Advancing Medical Representation Learning Through High-Quality Data

Baghbanzadeh, Negin, Fallahpour, Adibvafa, Parhizkar, Yasaman, Ogidi, Franklin, Roy, Shuvendu, Ashkezari, Sajad, Khazaie, Vahid Reza, Colacci, Michael, Etemad, Ali, Afkanpour, Arash, Dolatabadi, Elham

arXiv.org Artificial Intelligence 

Despite the growing scale of medical Vision-Language datasets, the impact of dataset quality on model performance remains under-explored.
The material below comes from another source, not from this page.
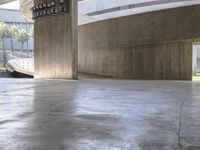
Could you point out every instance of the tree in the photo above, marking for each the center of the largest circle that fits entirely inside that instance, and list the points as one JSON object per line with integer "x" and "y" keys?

We introduce Open-PMC, a high-quality medical dataset from PubMed Central, containing 2.2 million image-text pairs, enriched with image modality annotations, subfigures, and summarized in-text references. Notably, the in-text references provide richer medical context, extending beyond the abstract information typically found in captions. Through extensive experiments, we benchmark Open-PMC against larger datasets across retrieval and zero-shot classification tasks. Our results show that dataset quality-not just size-drives significant performance gains. We complement our benchmark with an in-depth analysis of feature representation. Our findings highlight the crucial role of data curation quality in advancing multimodal medical AI. We release Open-PMC, along with the trained models and our codebase.